In what ways do you think the PhD experience can be re-imagined with the Public Scholars Initiative?

The PSI widens the concept of what a PhD can be and what impact a PhD may have. PSI brings local communities and social justice to the forefront of research and recognizes the contribution that research can have to the world outside of academia. It is for this reason I am excited to be part of the PSI network.

How do you envision connecting your PhD work with broader career possibilities?

The experience and knowledge that I have gained through previous work and research, and the opportunities that have presented themselves throughout, have all led me to the next step in my career. It is not clear yet how by the end of my PhD the experience that I gain will have shaped me and what new career possibilities will arise.
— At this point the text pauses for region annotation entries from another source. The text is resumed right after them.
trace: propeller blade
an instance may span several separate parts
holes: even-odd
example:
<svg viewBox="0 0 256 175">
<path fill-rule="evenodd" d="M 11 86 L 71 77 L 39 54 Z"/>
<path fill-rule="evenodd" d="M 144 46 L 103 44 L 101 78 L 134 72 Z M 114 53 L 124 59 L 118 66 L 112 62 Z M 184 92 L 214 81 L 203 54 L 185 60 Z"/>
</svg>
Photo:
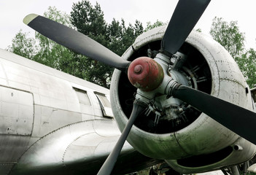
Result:
<svg viewBox="0 0 256 175">
<path fill-rule="evenodd" d="M 176 53 L 211 0 L 179 0 L 162 39 L 162 50 Z"/>
<path fill-rule="evenodd" d="M 174 88 L 172 95 L 256 144 L 255 112 L 187 86 Z"/>
<path fill-rule="evenodd" d="M 23 23 L 76 52 L 121 71 L 126 71 L 130 63 L 90 37 L 44 17 L 30 14 L 23 19 Z"/>
<path fill-rule="evenodd" d="M 133 108 L 129 120 L 128 121 L 125 128 L 123 131 L 123 133 L 115 146 L 114 149 L 111 152 L 110 155 L 105 160 L 97 175 L 109 175 L 111 174 L 135 120 L 144 109 L 145 108 L 141 103 L 138 102 L 136 100 L 133 102 Z"/>
</svg>

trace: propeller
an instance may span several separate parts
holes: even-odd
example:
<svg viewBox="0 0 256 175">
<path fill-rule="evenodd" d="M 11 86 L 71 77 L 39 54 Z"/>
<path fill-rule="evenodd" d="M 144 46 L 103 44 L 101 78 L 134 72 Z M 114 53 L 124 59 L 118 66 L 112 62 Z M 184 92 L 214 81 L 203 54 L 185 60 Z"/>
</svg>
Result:
<svg viewBox="0 0 256 175">
<path fill-rule="evenodd" d="M 141 114 L 143 110 L 145 109 L 145 108 L 146 107 L 144 104 L 141 104 L 140 101 L 136 100 L 134 101 L 133 111 L 131 112 L 129 120 L 128 121 L 125 128 L 123 131 L 121 136 L 119 138 L 115 148 L 108 156 L 97 175 L 106 175 L 111 174 L 135 120 L 138 115 L 139 115 L 139 114 Z"/>
<path fill-rule="evenodd" d="M 53 41 L 95 61 L 125 71 L 130 63 L 110 50 L 72 28 L 36 14 L 30 14 L 23 23 Z"/>
<path fill-rule="evenodd" d="M 168 55 L 170 53 L 174 54 L 179 49 L 203 14 L 209 1 L 210 0 L 179 0 L 162 39 L 161 50 L 163 53 L 168 53 Z M 62 24 L 35 14 L 26 16 L 23 22 L 46 37 L 92 59 L 98 61 L 125 72 L 126 72 L 130 66 L 131 62 L 122 59 L 120 56 L 90 37 Z M 150 71 L 151 69 L 148 69 L 147 70 Z M 134 69 L 132 71 L 134 71 L 133 73 L 139 74 L 143 71 L 143 69 L 140 65 L 138 66 L 136 65 L 134 66 Z M 163 69 L 160 70 L 160 72 L 163 73 Z M 157 88 L 158 84 L 161 84 L 161 81 L 163 79 L 163 76 L 158 76 L 158 73 L 154 76 L 152 79 L 148 79 L 158 78 L 160 80 L 155 83 L 154 82 L 155 86 L 153 88 L 150 88 L 150 90 Z M 144 83 L 144 87 L 147 87 L 147 82 L 143 83 Z M 177 98 L 179 96 L 181 96 L 180 98 L 184 98 L 180 95 L 181 93 L 179 92 L 182 91 L 179 88 L 174 90 L 173 92 Z M 194 91 L 192 93 L 194 93 Z M 107 175 L 111 174 L 118 155 L 122 149 L 136 118 L 144 109 L 144 105 L 141 104 L 139 99 L 135 100 L 129 120 L 116 146 L 98 174 Z"/>
<path fill-rule="evenodd" d="M 179 0 L 167 26 L 161 50 L 176 53 L 194 28 L 211 0 Z"/>
<path fill-rule="evenodd" d="M 184 85 L 174 88 L 172 95 L 256 144 L 255 112 Z"/>
</svg>

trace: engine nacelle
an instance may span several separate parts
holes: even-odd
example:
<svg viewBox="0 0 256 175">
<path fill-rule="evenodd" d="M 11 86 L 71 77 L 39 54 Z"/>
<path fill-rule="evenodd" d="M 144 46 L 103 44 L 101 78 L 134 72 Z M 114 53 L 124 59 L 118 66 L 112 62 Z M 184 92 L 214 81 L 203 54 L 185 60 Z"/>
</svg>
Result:
<svg viewBox="0 0 256 175">
<path fill-rule="evenodd" d="M 123 58 L 128 61 L 141 56 L 155 58 L 165 30 L 166 26 L 162 26 L 141 34 Z M 249 87 L 237 64 L 223 47 L 209 36 L 192 31 L 171 63 L 168 73 L 178 82 L 254 110 Z M 127 75 L 115 70 L 111 101 L 121 131 L 131 114 L 136 92 Z M 128 141 L 141 153 L 166 160 L 182 174 L 238 164 L 252 158 L 256 151 L 254 144 L 209 116 L 161 94 L 138 117 Z"/>
</svg>

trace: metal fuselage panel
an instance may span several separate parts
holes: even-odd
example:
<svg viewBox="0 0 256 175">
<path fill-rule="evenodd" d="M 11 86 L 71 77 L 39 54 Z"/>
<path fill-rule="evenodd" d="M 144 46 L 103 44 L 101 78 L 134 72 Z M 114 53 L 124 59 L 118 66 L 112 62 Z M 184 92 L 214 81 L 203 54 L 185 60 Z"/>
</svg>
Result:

I do know that I wish to use all the knowledge and experience I take from the PhD to continue to work in issues relating to social justice.

How does your research engage with the larger community and social partners?

Partnership and collaboration are a large part of my research. Through the partner organization RECOFTC - The Center for People and Forests, I will be conducting research alongside a project that focus on strengthening Non-State Actors for improved forest governance. Working with the NGO will also enable me to gain access to state ministries and department and securing interviews with government officials which is central to the research.

How do you hope your work can make a contribution to the “public good”?

The research findings will be developed, alongside civil society and non-governmental organizations into a white paper to suggest ways forward for forest governance in Cambodia and, increase the participation of civil society organizations and community forestry communities in future programmes. Capacity building will also be a central part of the proposed field work. For the field work I will work in partnership with a Bachelor's or Master Scholar from The Royal University of Phnom Penh as part of a shared learning experience.

Why did you decide to pursue a graduate degree?

I have three years of experience working in Cambodia on forest governance and community forestry issues with a South-East Asian based Non-Governmental Organization. The experience I gained led me to ask questions in regards to the impacts of international development on local communities and social justice. I see a graduate degree as a pathway towards increasing my knowledge and potentially contributing towards assisting local communities in Cambodia.

Why did you choose to come to British Columbia and study at UBC?

I decided to study at UBC for a number of reasons. First, I have for a long time wished to visit Canada. Second, UBC is one of the best places in the world to study Forestry. Third the professors that I wished to work with matched my research interests. Thankfully my application was successful and here I am.

 

PSI brings local communities and social justice to the forefront of research and recognizes the contribution that research can have to the world outside of academia. It is for this reason I am excited to be part of the PSI network.